WARSAW, JUNE 14 -- Communist leader Gen. Wojciech Jaruzelski angrily denounced "alien manipulations" of the truth about Poland here today as Pope John Paul II concluded a seven-day visit to the country in which he offered impassioned support for the banned Solidarity trade union.

The pope and Jaruzelski, who had talked for 70 minutes after John Paul's arrival last Monday, held an unscheduled, 55-minute second encounter late this afternoon at Warsaw's Okecie International Airport, shortly before the Polish-born pontiff boarded a flight for Rome.

Then, as the pope stood alongside him at an airport ceremony, Jaruzelski read a statement that bluntly expressed his bitterness at John Paul's emotional embrace of Solidarity and repeated calls for reform of Poland's political system.

"Your holiness, you will soon bid farewell to your homeland; you will take its image with you in your heart but you cannot take with you its problems," the general declared as John Paul closed his eyes and grimaced.

"Poland needs truth. But truth about Poland is necessary too. How frequently in recent days has it been the victim of alien manipulations so offensive to the common sense of our nation."

Sarcastically referring to the pope's repeated evocations of Solidarity as both an organization and a quality, Jaruzelski added: "May the word solidarity be heard from this land for all people who continue suffering from racism, neocolonialism, exploitation, unemployment, reprisals and intolerance."

The general's remarkable outburst, one of the most virulent public statements he has made in his six years in power, came at the end of a day in which John Paul completed his show of support for the country's political opposition. Visiting Warsaw's St. Stanislaw Kostka Church this morning, he kissed the huge gravestone of murdered pro-Solidarity priest Jerzy Popieluszko in a moving ceremony witnessed by thousands.

Later, the pontiff celebrated the last, massive outdoor mass of his third journey here in front of a huge neo-Gothic skyscraper placed by former Soviet leader Joseph Stalin in the center of Warsaw during the 1950s.

In a farewell address to Poland's bishops, John Paul made clear that he expected the Catholic Church here to carry on a strong battle for human rights and the expansion of political liberties even as it sought a more stable relationship with the communist government.

Sounding a note of conciliation with the government, he indicated that the establishment of ties between the Vatican and this Eastern Bloc state, long sought by Jaruzelski, was a real and in many ways desirable prospect.

He cautioned, however, that "we are facing a serious task, which is aimed not only at the realization of {that} proposal, but also -- and perhaps even more so -- making it credible for the nation and the church."

The church, he added, should seek "collective cooperation" but "must not overlook" such matters as human rights and "the principle of participation . . . in the political sphere, without discrimination."
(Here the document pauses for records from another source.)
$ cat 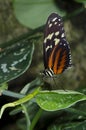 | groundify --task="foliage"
[0,0,86,130]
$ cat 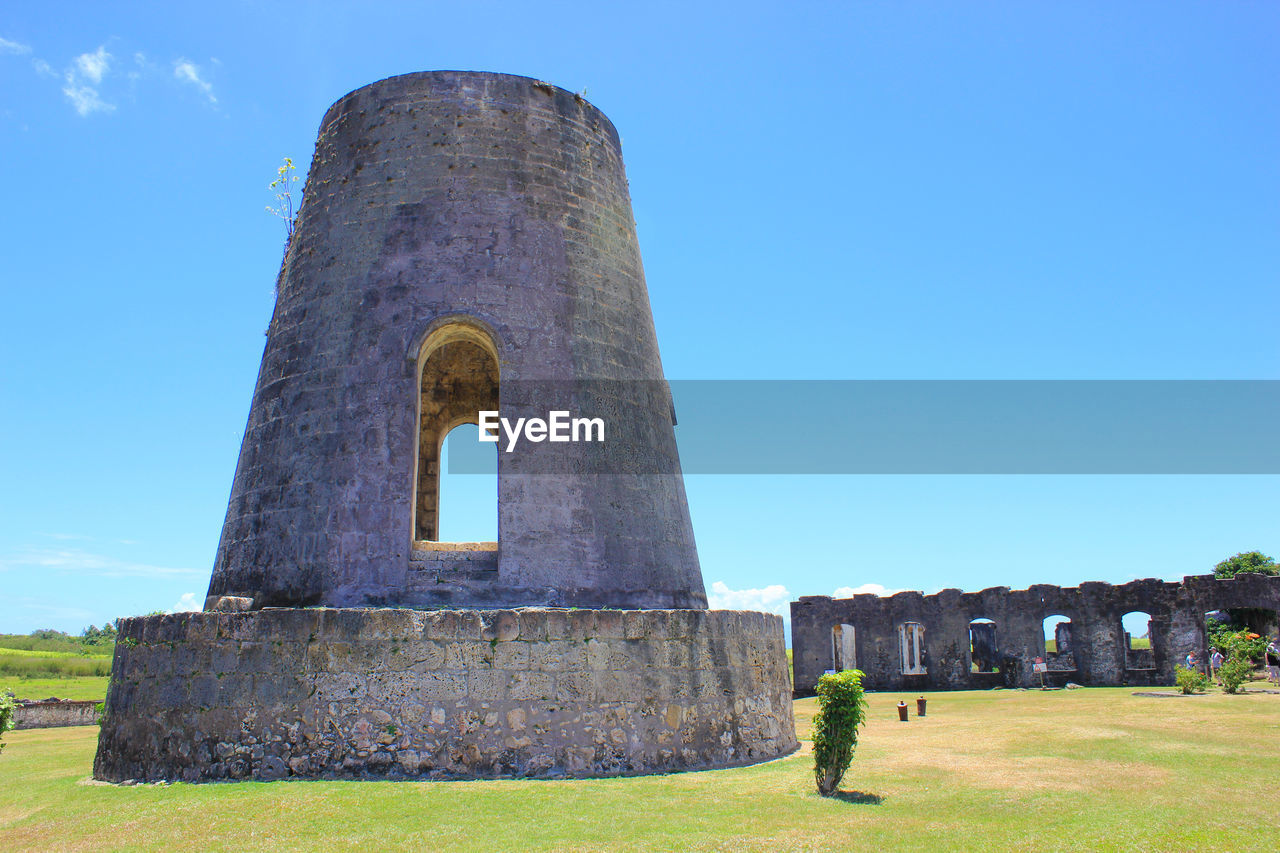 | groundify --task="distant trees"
[1213,551,1280,578]
[81,621,118,646]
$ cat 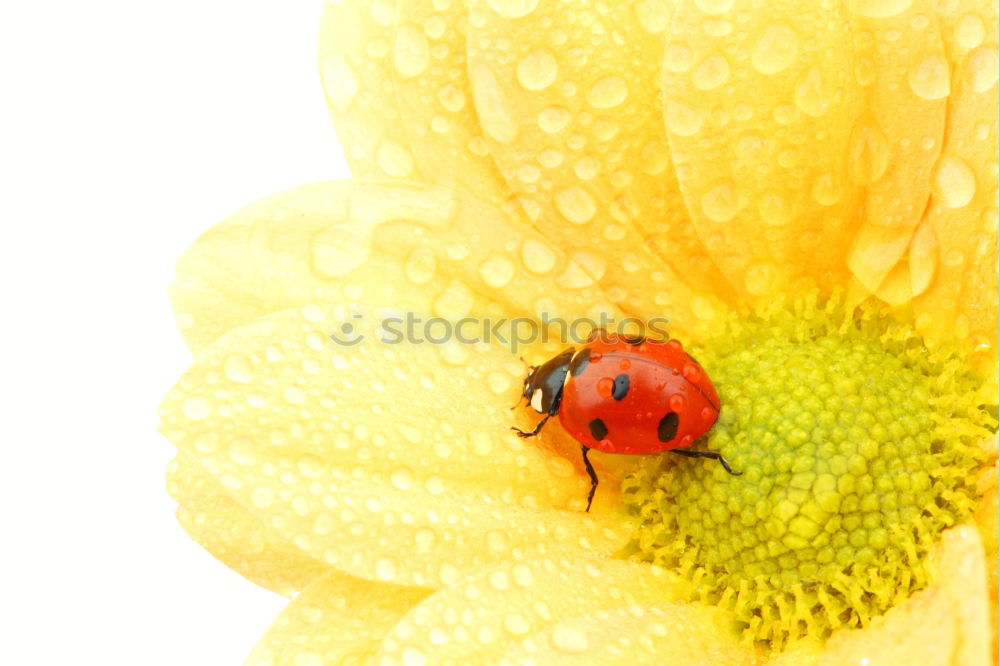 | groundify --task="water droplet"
[517,49,559,90]
[555,186,597,224]
[664,100,705,136]
[934,155,976,208]
[487,0,538,19]
[222,354,253,384]
[393,24,431,78]
[795,67,830,118]
[663,42,691,74]
[587,76,628,109]
[909,53,951,99]
[694,54,729,90]
[521,238,556,275]
[955,14,986,49]
[321,53,358,111]
[752,23,799,75]
[847,0,913,18]
[848,126,889,185]
[472,65,518,143]
[438,83,465,113]
[181,398,212,421]
[966,46,1000,92]
[694,0,736,15]
[701,181,740,222]
[552,624,590,654]
[479,256,517,289]
[538,106,572,134]
[375,138,414,178]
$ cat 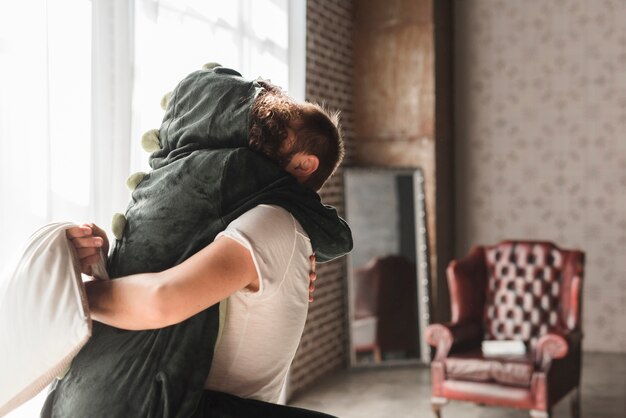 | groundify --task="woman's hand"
[65,224,109,276]
[309,254,317,303]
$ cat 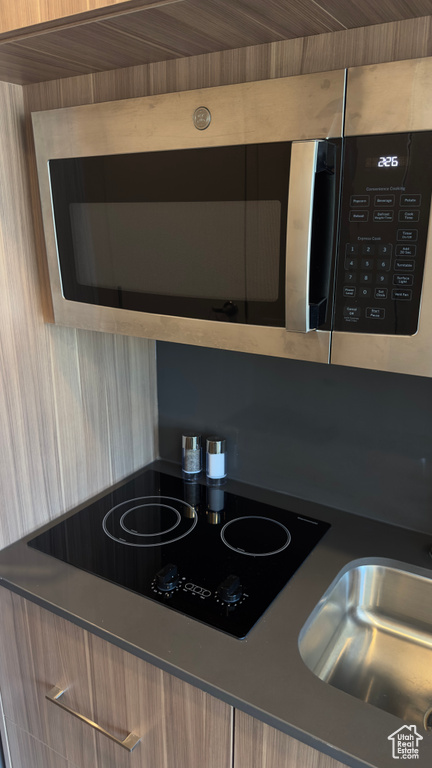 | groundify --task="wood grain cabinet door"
[0,589,232,768]
[234,710,346,768]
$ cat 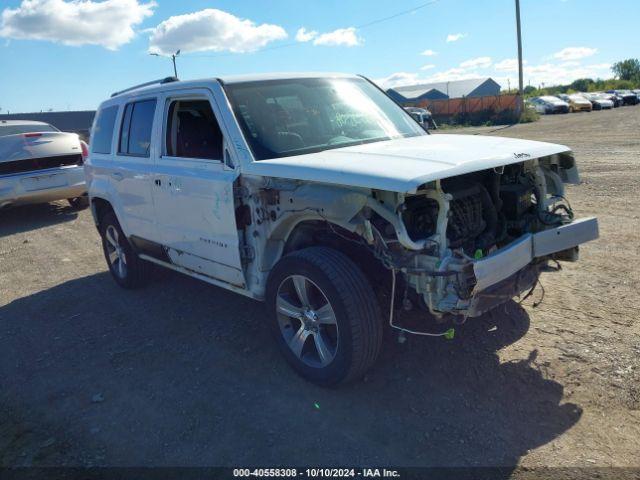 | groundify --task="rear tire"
[100,211,151,289]
[67,195,89,210]
[266,247,383,386]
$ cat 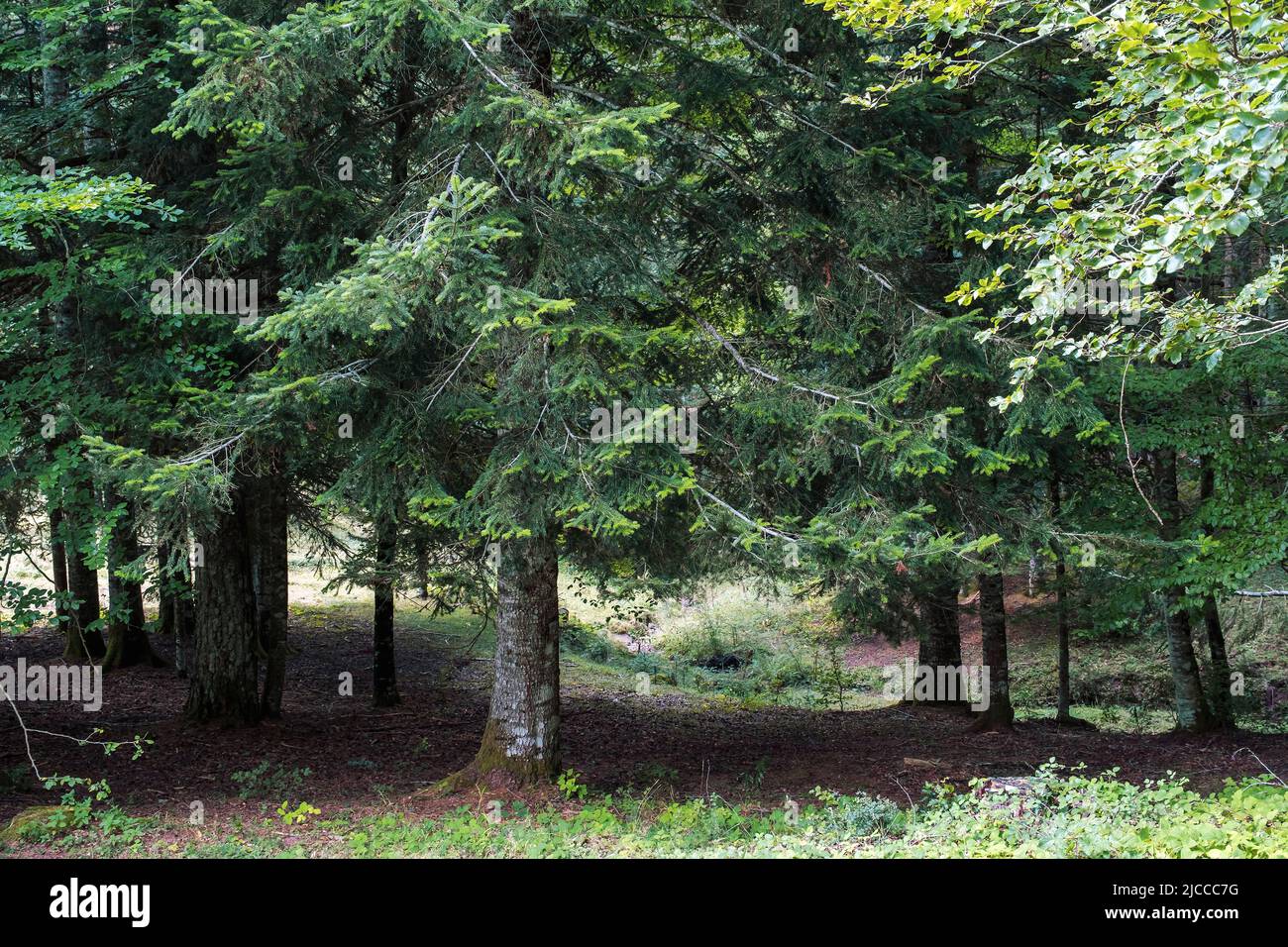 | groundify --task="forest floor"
[0,577,1288,854]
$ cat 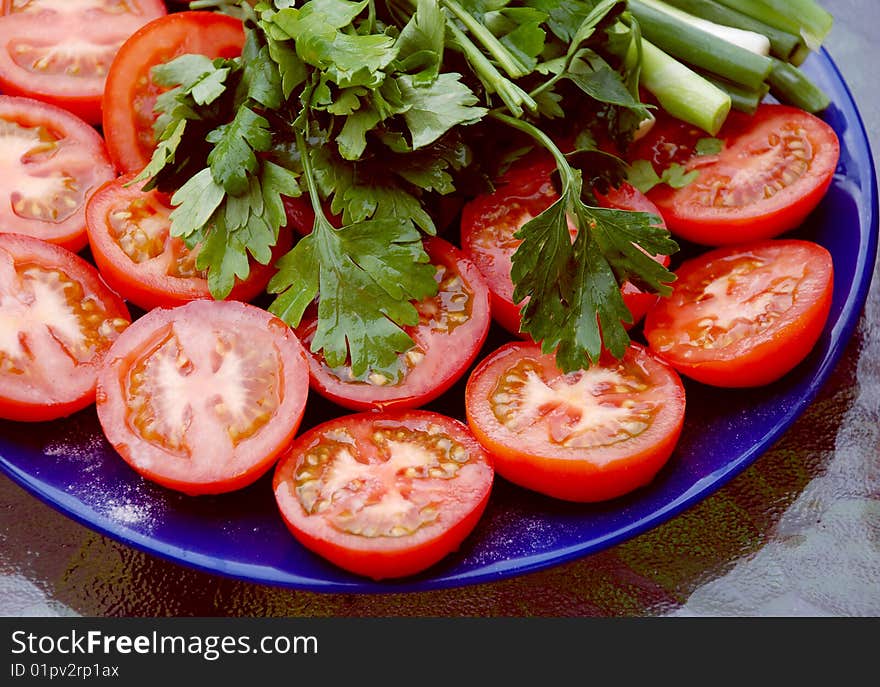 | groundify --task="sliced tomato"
[86,175,292,310]
[103,11,244,173]
[0,234,131,421]
[97,300,308,494]
[297,238,491,410]
[274,411,494,579]
[644,239,834,387]
[0,0,166,124]
[0,95,115,251]
[461,156,669,336]
[465,342,685,502]
[630,103,840,246]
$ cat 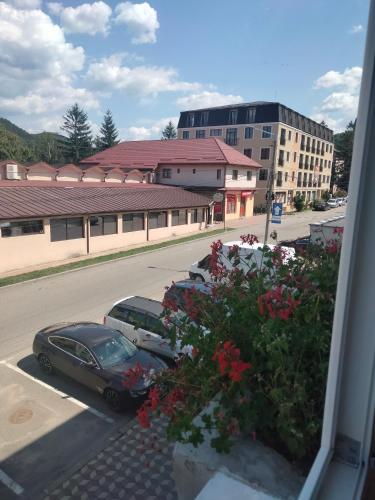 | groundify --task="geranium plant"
[125,235,339,464]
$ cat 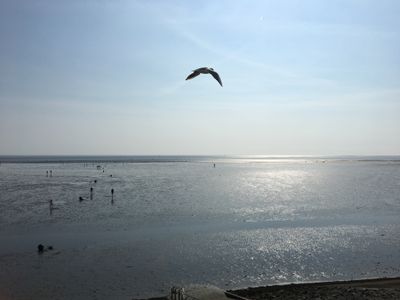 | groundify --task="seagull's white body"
[186,67,222,86]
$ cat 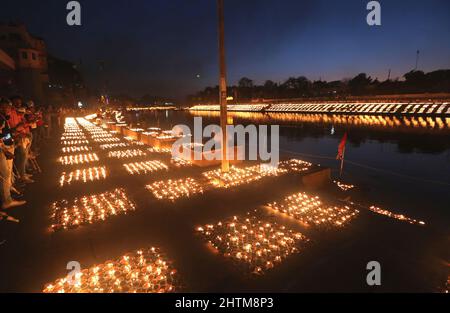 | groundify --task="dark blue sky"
[0,0,450,97]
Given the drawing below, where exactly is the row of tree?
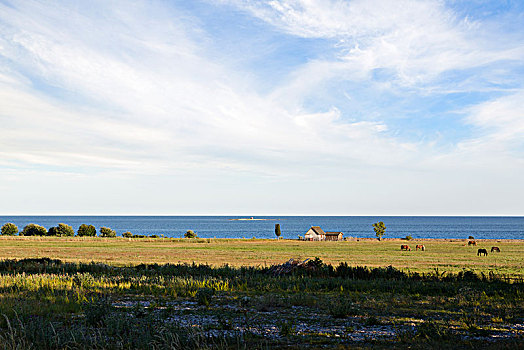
[1,222,116,237]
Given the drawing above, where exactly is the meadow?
[0,237,524,349]
[0,236,524,277]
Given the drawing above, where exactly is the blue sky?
[0,0,524,216]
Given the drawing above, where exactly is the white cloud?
[0,0,524,214]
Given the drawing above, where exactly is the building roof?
[326,231,344,236]
[308,226,326,235]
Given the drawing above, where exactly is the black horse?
[477,248,488,256]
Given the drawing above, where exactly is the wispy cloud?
[0,0,524,213]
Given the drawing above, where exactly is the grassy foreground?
[0,236,524,278]
[0,237,524,350]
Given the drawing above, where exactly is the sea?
[0,216,524,239]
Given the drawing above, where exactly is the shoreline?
[0,235,524,244]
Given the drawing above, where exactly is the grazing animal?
[477,248,488,256]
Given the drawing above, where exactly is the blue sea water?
[0,216,524,239]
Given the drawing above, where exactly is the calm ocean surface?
[0,216,524,239]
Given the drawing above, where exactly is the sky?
[0,0,524,216]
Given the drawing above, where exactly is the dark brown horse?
[477,248,488,256]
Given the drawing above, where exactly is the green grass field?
[0,237,524,277]
[0,236,524,350]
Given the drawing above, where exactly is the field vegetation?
[0,236,524,277]
[0,235,524,349]
[0,258,524,349]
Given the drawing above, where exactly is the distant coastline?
[229,217,272,221]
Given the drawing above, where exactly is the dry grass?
[0,236,524,277]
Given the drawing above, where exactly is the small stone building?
[326,232,344,241]
[304,226,326,241]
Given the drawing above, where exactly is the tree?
[2,222,18,236]
[47,224,75,237]
[77,224,96,237]
[99,226,116,237]
[373,221,386,241]
[275,224,282,239]
[20,224,47,236]
[184,230,198,238]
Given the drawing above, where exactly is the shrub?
[99,226,116,237]
[20,224,47,236]
[328,297,359,318]
[47,224,75,237]
[77,224,96,237]
[2,222,18,236]
[278,320,297,337]
[82,296,114,327]
[184,230,198,238]
[196,288,215,307]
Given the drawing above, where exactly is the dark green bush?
[77,224,96,237]
[328,296,359,318]
[100,226,116,237]
[2,222,18,236]
[20,224,47,236]
[278,320,297,337]
[196,288,215,307]
[83,297,114,327]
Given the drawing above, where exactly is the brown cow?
[477,248,488,256]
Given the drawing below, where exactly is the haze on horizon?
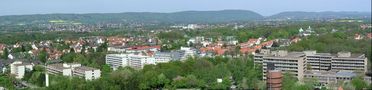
[0,0,371,16]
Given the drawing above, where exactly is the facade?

The pope's remarks and his agreement to a second meeting with Jaruzelski appeared intended to balance the content of a visit in which John Paul was otherwise unrelenting in his political demands on the government and almost unqualified in his support for the opposition.

During his week here, the pope privately met and publicly served communion to Solidarity leader Lech Walesa, called for a rethinking of "the very premises" of Poland's communist order and emotionally told hundreds of thousands of cheering supporters in Solidarity's birthplace in Gdansk, "I pray for the special heritage of Polish solidarity."

His actions have been greeted jubilantly by Solidarity's leadership, which tonight issued a statement saying that "the message of the holy father obliges us to go on, with continuing resistance against oppression and with unswerving aim for freedom. It is for us a source of encouragement and hope."

Government authorities responded to the pope's tour and the accompanying demonstrations of opposition from Solidarity with a massive show of police force unprecedented since the martial law that Jaruzelski used to suppress Solidarity between December 1981 and July 1983.

The pontiff's comments on Solidarity were censored from state news media, and television coverage was strictly limited.

A further hint of the rising tensions between the two leaders came yesterday, when two high-level Communist Party officials traveled to the Catholic shrine in Czestochowa to meet John Paul. Reports said the envoys transmitted Jaruzelski's concern about the pope's statements.

Today, Jaruzelski said his government would "uphold the historic offer" of "constructive relations between the socialist state and the Roman Catholic Church."

However, he then strongly referred to the standing argument of Poland's communist party that the nation could not exist as an independent state within its post-World War II borders if it did not remain a loyal member of the Soviet Bloc.

"Poland, like any other country in the world, is no paradise on earth," said Jaruzelski. "But for the first time in history our priceless weal, an independent state, securely rests within just borders. We have our own road. It is the road of renewal, democratization, reforms, . . . convergent with the current of profound changes in the world of socialism."

In his own statement, John Paul responded that "our homeland must seek to make human life in Poland more and more human, more and more worthy of man." He continued: "This process has four guiding principles: . . . the right to truth, the right to freedom, the right to justice, the right to love."